In this exercise, we are given that $X: \mathbb{C}^N \to \mathbb{C}^N$ is a nilpotent matrix with $X^n = 0$. Associated to it is the partition $ \mu = (\mu_1, \dots, \mu_n) $ with $$\mu_i = \dim \ker (X^i) - \dim\ker(X^{i-1}).$$
To $X$ we can associate also associate the partition $\nu = (\nu_1, \dots, \nu_m)$ where each $\nu_i$ is the size of the $i$-th Jordan block of $X$, imposing an ordering so the 1st Jordan block is of largest size, and so on. The Young diagram of $\nu$ has a conjugate partition $\lambda$, where each $\lambda_i$ is the number of $j$ such that $\nu_j \geq i$ (i.e. it is the number of Jordan blocks of size greater than or equal to $i$).
The first part shows that for all $k$, $$\mu_1 + \dots + \mu_k \leq \lambda_1 + \dots + \lambda_k.$$ Now I need to show that as $GL_n$ weights, $\lambda \geq \mu$.

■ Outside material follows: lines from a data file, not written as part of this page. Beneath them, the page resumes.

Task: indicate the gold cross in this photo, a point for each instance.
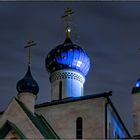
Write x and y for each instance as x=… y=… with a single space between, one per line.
x=30 y=44
x=67 y=15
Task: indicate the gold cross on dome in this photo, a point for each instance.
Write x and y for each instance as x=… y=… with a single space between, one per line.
x=67 y=15
x=29 y=45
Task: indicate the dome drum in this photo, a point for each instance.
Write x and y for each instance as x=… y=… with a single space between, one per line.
x=67 y=74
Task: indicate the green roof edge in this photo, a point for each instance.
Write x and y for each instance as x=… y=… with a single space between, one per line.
x=7 y=127
x=37 y=120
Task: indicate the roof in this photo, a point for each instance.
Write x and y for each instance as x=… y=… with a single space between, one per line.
x=119 y=118
x=7 y=127
x=74 y=99
x=39 y=121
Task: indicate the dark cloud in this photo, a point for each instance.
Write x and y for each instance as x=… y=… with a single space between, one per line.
x=108 y=31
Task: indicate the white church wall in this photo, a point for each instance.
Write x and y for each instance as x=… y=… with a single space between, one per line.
x=16 y=115
x=62 y=117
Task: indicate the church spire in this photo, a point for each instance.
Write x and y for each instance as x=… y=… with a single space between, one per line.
x=27 y=87
x=67 y=15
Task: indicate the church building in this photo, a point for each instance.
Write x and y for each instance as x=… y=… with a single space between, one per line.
x=71 y=114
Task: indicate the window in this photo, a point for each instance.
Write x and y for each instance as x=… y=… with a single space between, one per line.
x=60 y=90
x=79 y=128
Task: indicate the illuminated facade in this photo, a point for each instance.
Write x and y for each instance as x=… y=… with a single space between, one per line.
x=71 y=114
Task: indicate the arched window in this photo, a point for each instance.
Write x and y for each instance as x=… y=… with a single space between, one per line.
x=60 y=90
x=79 y=128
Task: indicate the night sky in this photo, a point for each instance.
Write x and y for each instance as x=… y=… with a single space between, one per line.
x=108 y=31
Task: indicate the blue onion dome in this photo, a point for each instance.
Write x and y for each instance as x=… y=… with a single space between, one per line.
x=28 y=84
x=136 y=88
x=137 y=83
x=68 y=56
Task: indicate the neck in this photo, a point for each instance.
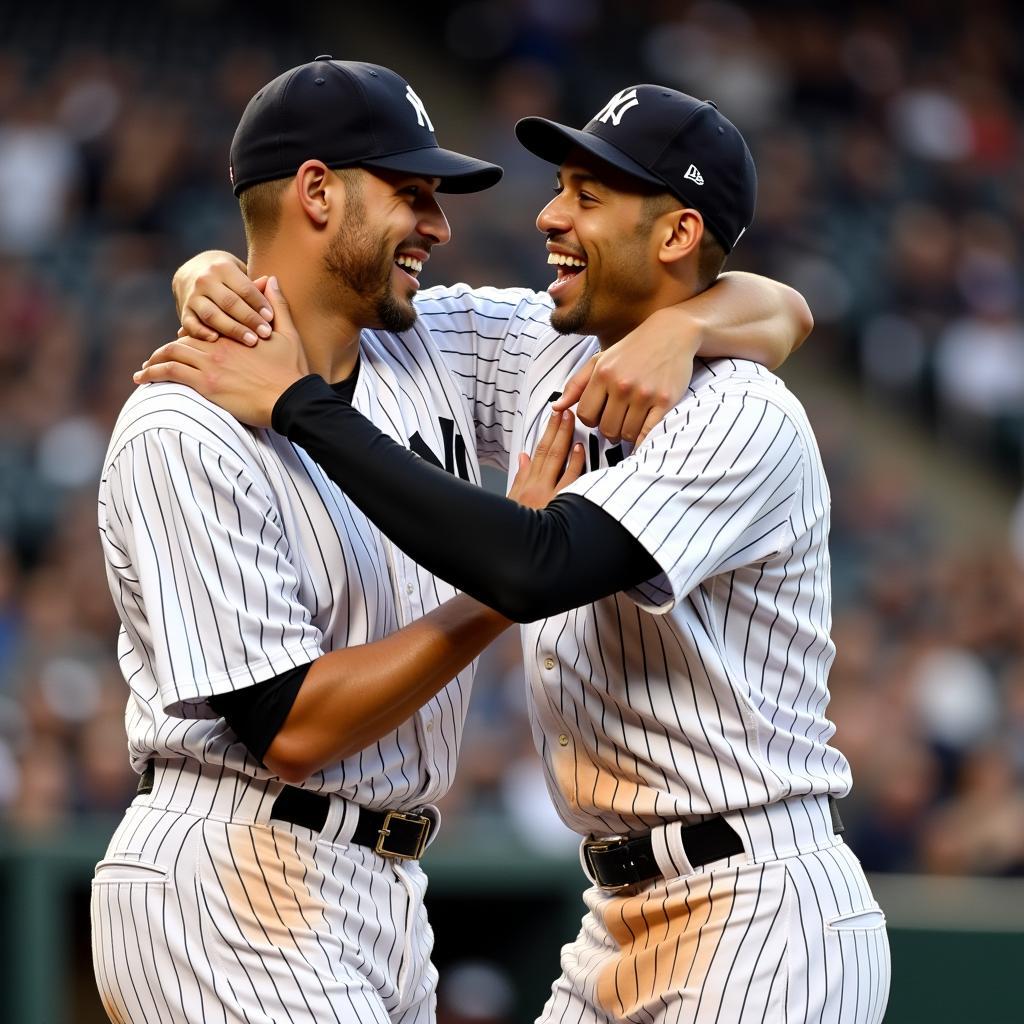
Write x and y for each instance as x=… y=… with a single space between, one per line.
x=670 y=294
x=330 y=338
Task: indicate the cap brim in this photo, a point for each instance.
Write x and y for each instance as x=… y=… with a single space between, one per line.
x=458 y=173
x=553 y=142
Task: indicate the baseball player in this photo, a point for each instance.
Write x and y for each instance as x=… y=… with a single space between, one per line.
x=677 y=597
x=298 y=685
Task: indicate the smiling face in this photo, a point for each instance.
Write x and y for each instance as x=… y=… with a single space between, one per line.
x=602 y=239
x=372 y=262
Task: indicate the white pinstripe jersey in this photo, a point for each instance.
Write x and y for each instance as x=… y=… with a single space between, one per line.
x=231 y=558
x=705 y=689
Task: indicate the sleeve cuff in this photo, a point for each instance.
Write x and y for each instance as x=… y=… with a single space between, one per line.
x=291 y=402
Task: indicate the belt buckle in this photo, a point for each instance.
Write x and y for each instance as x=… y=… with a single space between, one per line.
x=420 y=820
x=600 y=846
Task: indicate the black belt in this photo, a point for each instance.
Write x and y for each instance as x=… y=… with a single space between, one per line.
x=402 y=835
x=624 y=860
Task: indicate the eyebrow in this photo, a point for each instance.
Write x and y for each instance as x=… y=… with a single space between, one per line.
x=581 y=177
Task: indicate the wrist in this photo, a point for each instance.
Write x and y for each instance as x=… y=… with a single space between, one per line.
x=684 y=325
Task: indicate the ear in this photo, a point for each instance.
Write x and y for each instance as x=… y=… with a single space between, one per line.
x=316 y=190
x=682 y=233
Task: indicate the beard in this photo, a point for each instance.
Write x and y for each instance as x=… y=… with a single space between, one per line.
x=574 y=318
x=357 y=266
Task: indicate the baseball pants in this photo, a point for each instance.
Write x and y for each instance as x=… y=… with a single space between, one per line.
x=225 y=916
x=785 y=933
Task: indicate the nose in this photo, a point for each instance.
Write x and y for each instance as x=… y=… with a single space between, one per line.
x=433 y=223
x=554 y=219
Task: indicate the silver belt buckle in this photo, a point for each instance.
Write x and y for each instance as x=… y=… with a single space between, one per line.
x=418 y=820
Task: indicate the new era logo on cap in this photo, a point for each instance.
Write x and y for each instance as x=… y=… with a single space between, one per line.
x=693 y=174
x=656 y=135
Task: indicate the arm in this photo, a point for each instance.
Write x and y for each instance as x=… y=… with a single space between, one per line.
x=626 y=390
x=351 y=697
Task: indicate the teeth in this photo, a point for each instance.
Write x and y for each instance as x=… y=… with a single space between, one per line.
x=558 y=259
x=410 y=263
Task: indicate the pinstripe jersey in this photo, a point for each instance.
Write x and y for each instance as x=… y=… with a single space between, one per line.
x=231 y=557
x=702 y=690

We have $$ \lambda - \mu = ((\lambda_1-\mu_1), \dots, (\lambda_n-\mu_n)),$$ which I want to express as a sum of $$k_1 a_1 + \dots + k_{n-1}a_{n-1},$$ where $k_i$ are non-negative integers and $a_1 = (1,-1,0,\dots,0), \dots, a_{n-1} = (0, \dots, 0, 1, -1)$. In other words, the setup becomes $$((\lambda_1-\mu_1), \dots, (\lambda_n-\mu_n)) = (k_1, k_2-k_1, \dots, k_{n-1}-k_{n-2}, -k_{n-1}).$$
Starting from the left, we get an inductive equation $$k_i = (\lambda_1 + \dots + \lambda_i) - (\mu_1 + \dots + \mu_i),$$ but I am unable to show that $$-k_{n-1} = \lambda_n-\mu_n \tag{*}.$$ Actually, thanks to Joppy's answer, I understand now, just rearrange the terms by using the fact that both $\mu$ and $\lambda$ are partitions of $N$. I'm pretty sure my calculations are correct, and the only place where we use the part 1 inequality is to show that the constants $k_i$ are non-negative, but that's all fine - the only part that I am stuck on is showing (*).

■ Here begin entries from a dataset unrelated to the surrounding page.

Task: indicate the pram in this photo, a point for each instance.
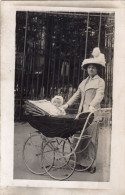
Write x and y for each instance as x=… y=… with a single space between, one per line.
x=50 y=150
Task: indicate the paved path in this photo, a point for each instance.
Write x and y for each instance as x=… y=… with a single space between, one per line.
x=22 y=132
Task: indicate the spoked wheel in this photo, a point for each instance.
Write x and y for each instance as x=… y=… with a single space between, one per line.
x=61 y=161
x=88 y=157
x=32 y=153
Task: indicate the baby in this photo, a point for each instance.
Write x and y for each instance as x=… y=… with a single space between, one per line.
x=52 y=107
x=58 y=102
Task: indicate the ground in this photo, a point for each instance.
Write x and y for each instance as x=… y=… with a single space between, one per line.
x=22 y=132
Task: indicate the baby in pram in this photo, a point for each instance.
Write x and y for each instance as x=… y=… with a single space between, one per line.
x=52 y=107
x=58 y=102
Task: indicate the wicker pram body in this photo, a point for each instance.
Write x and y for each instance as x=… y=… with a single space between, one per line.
x=55 y=126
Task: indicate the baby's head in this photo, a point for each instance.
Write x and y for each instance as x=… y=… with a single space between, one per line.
x=57 y=101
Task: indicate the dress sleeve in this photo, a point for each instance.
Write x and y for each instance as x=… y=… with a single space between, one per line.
x=75 y=97
x=99 y=94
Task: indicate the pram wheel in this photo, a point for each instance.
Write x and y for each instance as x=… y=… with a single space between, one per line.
x=88 y=160
x=61 y=161
x=32 y=153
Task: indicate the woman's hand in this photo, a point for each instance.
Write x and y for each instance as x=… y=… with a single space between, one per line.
x=91 y=109
x=65 y=106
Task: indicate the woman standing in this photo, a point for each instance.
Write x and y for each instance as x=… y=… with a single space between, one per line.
x=91 y=92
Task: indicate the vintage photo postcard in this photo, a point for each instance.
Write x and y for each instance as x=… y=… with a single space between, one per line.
x=62 y=96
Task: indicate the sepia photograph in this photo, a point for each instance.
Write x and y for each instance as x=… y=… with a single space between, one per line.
x=63 y=95
x=62 y=98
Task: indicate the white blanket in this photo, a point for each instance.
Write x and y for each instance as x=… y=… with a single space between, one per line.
x=48 y=107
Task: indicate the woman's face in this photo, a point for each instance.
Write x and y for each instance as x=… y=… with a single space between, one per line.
x=57 y=102
x=92 y=70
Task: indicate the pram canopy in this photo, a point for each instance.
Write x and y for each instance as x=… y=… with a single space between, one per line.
x=55 y=126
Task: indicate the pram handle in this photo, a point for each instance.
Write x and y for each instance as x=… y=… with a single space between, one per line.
x=100 y=109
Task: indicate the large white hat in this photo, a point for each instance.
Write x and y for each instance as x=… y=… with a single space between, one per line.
x=98 y=59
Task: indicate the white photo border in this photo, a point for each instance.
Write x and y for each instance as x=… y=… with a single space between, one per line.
x=7 y=101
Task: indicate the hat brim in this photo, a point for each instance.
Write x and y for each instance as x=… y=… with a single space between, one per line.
x=99 y=66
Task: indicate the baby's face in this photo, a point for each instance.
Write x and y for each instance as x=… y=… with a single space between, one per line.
x=57 y=102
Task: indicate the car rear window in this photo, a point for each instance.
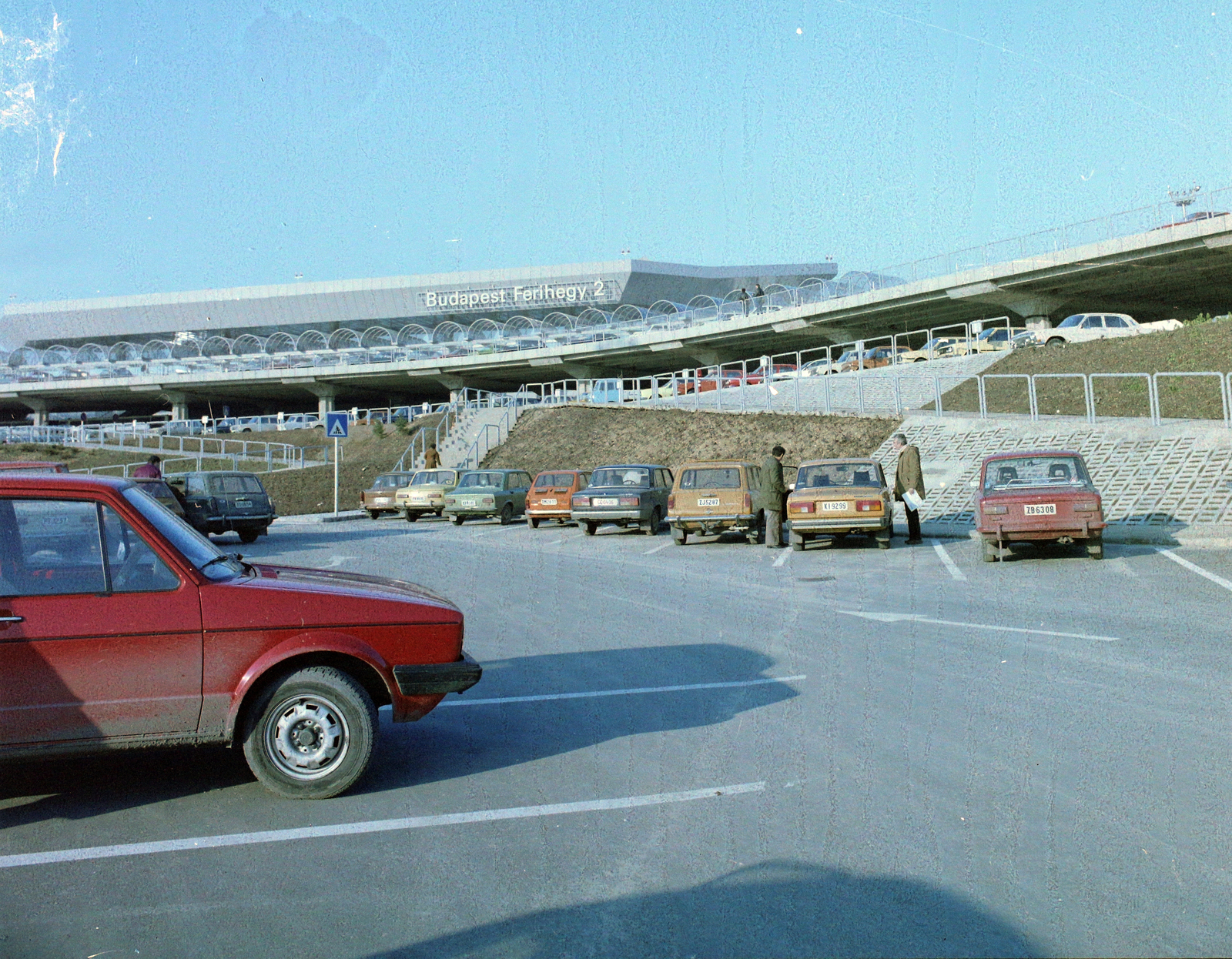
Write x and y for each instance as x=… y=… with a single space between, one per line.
x=234 y=484
x=838 y=474
x=621 y=476
x=711 y=478
x=1020 y=472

The weight space of the algebraic group $\operatorname{GL}_n$ is $X = \mathbb{Z}\{\epsilon_1, \ldots, \epsilon_n\}$. The simple roots are $\alpha_1, \ldots, \alpha_{n - 1}$ where $\alpha_i = \epsilon_i - \epsilon_{i + 1}$. We say that for two weights $\mu, \lambda \in X$ that $\mu \leq \lambda$ if and only if $\lambda - \mu = \sum_{i = 1}^{n-1} m_i \alpha_i$ for $m_i \geq 0$.
Claim: Writing $\mu = \sum_{i = 1}^n \mu_i \epsilon_i$ and $\lambda = \sum_{i = 1}^n \lambda_i \epsilon_i$, we have that $\mu \leq \lambda$ if and only if $\mu_1 + \cdots + \mu_i \leq \lambda_1 + \cdots + \lambda_i$ for all $i \in \{1, \ldots, n - 1\}$ and $\mu_1 + \cdots + \mu_n = \lambda_1 + \cdots + \lambda_n$.
Proof: Suppose $\mu \leq \lambda$ with $\lambda = \mu + \sum_{i = 1}^{n - 1} m_i \alpha_i$. For any $1 \leq i \leq n - 1$, we can take the sum of the $\epsilon_1, \ldots, \epsilon_i$ coefficients on both sides to get $\lambda_1 + \cdots + \lambda_i = \mu_1 + \cdots + \mu_i + m_i$, so the inequality follows because of the weak positivity of the $m_i$. Summing all coefficients gives $\mu_1 + \cdots + \mu_n = \lambda_1 + \cdots + \lambda_n$. It's clear that this is both necessary and sufficient, since we can reconstruct the $m_i$ from the differences $m_i = (\lambda_1 + \cdots + \lambda_i) - (\mu_1 + \cdots + \mu_i)$.
So, somewhere you really do need to use the fact that the partitions are the same size, since partitions of different sizes are never related under $\leq$.